Importing multiple CSV files into a single DataFrame is a common task when working with data. In this tutorial, we will explore how to use the pandas library to import and concatenate multiple CSV files.
Introduction to Pandas
Pandas is a powerful Python library used for data manipulation and analysis. It provides data structures such as Series (1-dimensional labeled array) and DataFrames (2-dimensional labeled data structure with columns of potentially different types).
Importing Necessary Libraries
To start, we need to import the necessary libraries:
import pandas as pd
We will also use the glob
library to find all CSV files in a directory:
import glob
And optionally, we can use the pathlib
library for path manipulation:
from pathlib import Path
Finding CSV Files
To find all CSV files in a directory, we can use the glob.glob()
function:
path = 'data/' # replace with your directory path
files = glob.glob(path + '*.csv')
Alternatively, we can use the Path
class from pathlib
to achieve the same result:
path = Path('data/')
files = list(path.glob('*.csv'))
Importing CSV Files
Now that we have a list of CSV files, we can import them into DataFrames using a loop:
dfs = []
for file in files:
df = pd.read_csv(file)
dfs.append(df)
We can also use a list comprehension to achieve the same result:
dfs = [pd.read_csv(file) for file in files]
Concatenating DataFrames
To concatenate the DataFrames, we can use the pd.concat()
function:
df_concat = pd.concat(dfs, ignore_index=True)
The ignore_index=True
parameter resets the index of the resulting DataFrame.
Adding a Source Column
It’s often useful to add a source column to identify which file each row comes from. We can do this by adding a new column to each DataFrame before concatenating:
dfs = []
for i, file in enumerate(files):
df = pd.read_csv(file)
df['source'] = f'File {i}'
dfs.append(df)
Alternatively, we can use the assign()
method to add a new column:
df_concat = pd.concat((pd.read_csv(file).assign(source=f'S{i}') for i, file in enumerate(files)), ignore_index=True)
Example Use Case
Suppose we have two CSV files, data1.csv
and data2.csv
, with the following contents:
data1.csv
:
name,age
John,25
Jane,30
data2.csv
:
name,age
Bob,35
Alice,20
We can import and concatenate these files using the above code:
files = glob.glob('data/*.csv')
dfs = [pd.read_csv(file) for file in files]

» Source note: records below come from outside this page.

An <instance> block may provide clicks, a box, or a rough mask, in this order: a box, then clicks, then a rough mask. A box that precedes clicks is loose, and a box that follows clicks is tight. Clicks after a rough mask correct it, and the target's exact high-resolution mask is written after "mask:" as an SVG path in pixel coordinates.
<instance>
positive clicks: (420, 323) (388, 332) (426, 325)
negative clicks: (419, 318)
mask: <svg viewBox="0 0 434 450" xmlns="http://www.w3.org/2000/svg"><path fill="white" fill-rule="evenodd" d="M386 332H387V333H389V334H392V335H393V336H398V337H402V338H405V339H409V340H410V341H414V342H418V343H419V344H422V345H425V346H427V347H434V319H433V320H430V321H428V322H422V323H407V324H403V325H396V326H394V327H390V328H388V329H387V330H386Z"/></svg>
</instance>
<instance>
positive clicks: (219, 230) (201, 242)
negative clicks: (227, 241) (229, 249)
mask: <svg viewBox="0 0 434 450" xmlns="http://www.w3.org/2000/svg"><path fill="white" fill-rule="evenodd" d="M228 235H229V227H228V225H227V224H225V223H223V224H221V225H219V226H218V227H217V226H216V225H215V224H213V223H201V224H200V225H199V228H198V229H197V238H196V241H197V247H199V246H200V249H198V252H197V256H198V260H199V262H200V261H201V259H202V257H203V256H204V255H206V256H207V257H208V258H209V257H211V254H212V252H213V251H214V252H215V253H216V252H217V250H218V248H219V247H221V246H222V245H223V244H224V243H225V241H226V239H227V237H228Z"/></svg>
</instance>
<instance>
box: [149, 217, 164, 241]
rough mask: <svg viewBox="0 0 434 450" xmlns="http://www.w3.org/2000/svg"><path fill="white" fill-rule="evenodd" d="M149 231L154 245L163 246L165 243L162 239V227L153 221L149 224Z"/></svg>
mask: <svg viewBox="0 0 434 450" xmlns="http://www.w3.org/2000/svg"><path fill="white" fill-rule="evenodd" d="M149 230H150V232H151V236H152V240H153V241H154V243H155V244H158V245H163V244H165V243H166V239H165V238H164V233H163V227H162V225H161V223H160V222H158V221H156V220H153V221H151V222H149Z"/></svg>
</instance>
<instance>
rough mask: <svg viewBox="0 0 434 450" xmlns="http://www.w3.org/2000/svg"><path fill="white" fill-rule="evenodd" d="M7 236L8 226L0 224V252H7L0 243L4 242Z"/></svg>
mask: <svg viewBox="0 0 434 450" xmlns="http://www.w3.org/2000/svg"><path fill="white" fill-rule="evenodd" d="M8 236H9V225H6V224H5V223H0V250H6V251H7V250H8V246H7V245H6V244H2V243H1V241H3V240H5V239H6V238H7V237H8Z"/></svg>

df_concat = pd.concat(dfs, ignore_index=True)
print(df_concat)
Output:
name age
0 John 25
1 Jane 30
2 Bob 35
3 Alice 20
By adding a source column, we can identify which file each row comes from:
dfs = []
for i, file in enumerate(files):
df = pd.read_csv(file)
df['source'] = f'File {i}'
dfs.append(df)
df_concat = pd.concat(dfs, ignore_index=True)
print(df_concat)
Output:
name age source
0 John 25 File 0
1 Jane 30 File 0
2 Bob 35 File 1
3 Alice 20 File 1
Conclusion
In this tutorial, we learned how to import and concatenate multiple CSV files using the pandas library. We also explored how to add a source column to identify which file each row comes from. By following these steps, you can easily work with multiple CSV files in your data analysis projects.